Debra J. Saunders

Maybe if ABC had made the 26th Democratic presidential debate this election season drag on for another couple of hours (on top of the two endless hours), someone would have gotten around to answering this question: When did households earning $200,000 and change become middle class?

Moderator George Stephanopoulos asked both Sens. Hillary Rodham Clinton and Barack Obama if they would make "an absolute, read-my-lips pledge" that, if elected, there will be "no tax increases of any kind for anyone earning under $200,000 a year." Clinton pledged not to raise "a single tax on middle-class Americans, people making less than $250,000 a year." Obama answered he would make a similar pledge: "It depends on how you calculate it (the income level), but it would be between ($200,000) and $250,000."

Last weekend, the big campaign flap concerned whether Obama's remarks about "bitter" small-town Pennsylvanians were "elitist." Wednesday, when the candidates described $200,000-a-year earners as middle class, no one batted an eye.

Hello. I'm a Republican, and I think a family that earns more than $200,000 is rich. In the world of Democrats Clinton, Obama and Stephanopoulos, however, you have to be among the top 3 percent of wage earners to qualify for that club.
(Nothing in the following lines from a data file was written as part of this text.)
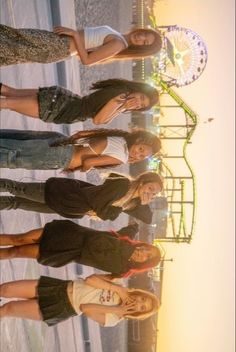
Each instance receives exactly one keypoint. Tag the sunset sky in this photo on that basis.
(197, 312)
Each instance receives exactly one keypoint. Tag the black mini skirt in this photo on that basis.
(53, 300)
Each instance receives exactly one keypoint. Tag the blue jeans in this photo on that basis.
(27, 196)
(32, 150)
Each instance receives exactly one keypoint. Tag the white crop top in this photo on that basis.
(94, 36)
(116, 148)
(83, 293)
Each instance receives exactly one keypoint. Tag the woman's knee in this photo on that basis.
(5, 289)
(8, 309)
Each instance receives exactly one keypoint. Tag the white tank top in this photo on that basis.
(94, 36)
(117, 148)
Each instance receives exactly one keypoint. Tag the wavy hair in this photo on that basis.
(134, 267)
(128, 201)
(140, 51)
(144, 315)
(130, 87)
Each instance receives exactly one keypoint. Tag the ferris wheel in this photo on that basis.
(183, 56)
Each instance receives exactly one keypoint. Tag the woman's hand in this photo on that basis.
(126, 308)
(64, 31)
(146, 198)
(126, 103)
(123, 293)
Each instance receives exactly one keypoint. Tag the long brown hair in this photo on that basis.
(140, 51)
(130, 87)
(128, 201)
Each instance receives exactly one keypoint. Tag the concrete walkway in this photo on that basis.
(16, 334)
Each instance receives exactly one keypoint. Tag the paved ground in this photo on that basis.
(18, 335)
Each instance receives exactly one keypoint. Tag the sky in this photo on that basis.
(197, 312)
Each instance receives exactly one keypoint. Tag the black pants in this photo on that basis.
(27, 196)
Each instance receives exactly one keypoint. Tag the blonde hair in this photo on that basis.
(137, 52)
(144, 315)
Some stats: In 2006, the median annual household income in America was $48,201. The median income for two-earner families was $78,994.

When I asked Gerald Prante of the nonpartisan Tax Foundation if he thought $200,000 were middle-class income, he noted, "It isn't even middle income in Manhattan," where Prante said some 14.2 percent of households make more than $200,000. The median income in a household headed by someone with a master's degree is about $88,000. Ergo, it would take the income of 2 1/2 master's-degree-headed households or more than four median households for one family to transcend middle-class status chez Obama and at casa Clinton.

To the apparent glee of Clinton, ABC anchorman Charlie Gibson assailed Obama for his proposal to raise the cap on Social Security payroll taxes beyond $97,500 a year. (Actually, the cap is now $102,000.)

"But that's a tax on people under $250,000," said Gibson. Like that's a bad thing in the formerly soak-the-rich Democratic Party.

Obama replied that he would "look at potentially exempting those who are in between." Huh?

Robert Bixby of the fiscal watchdog group The Concord Coalition figured that Obama is proposing a "donut hole" -- wherein only earnings below $100,000 or above $250,000 would be taxed. And: "Campaign rhetoric and sensible budgeting are incompatible creatures."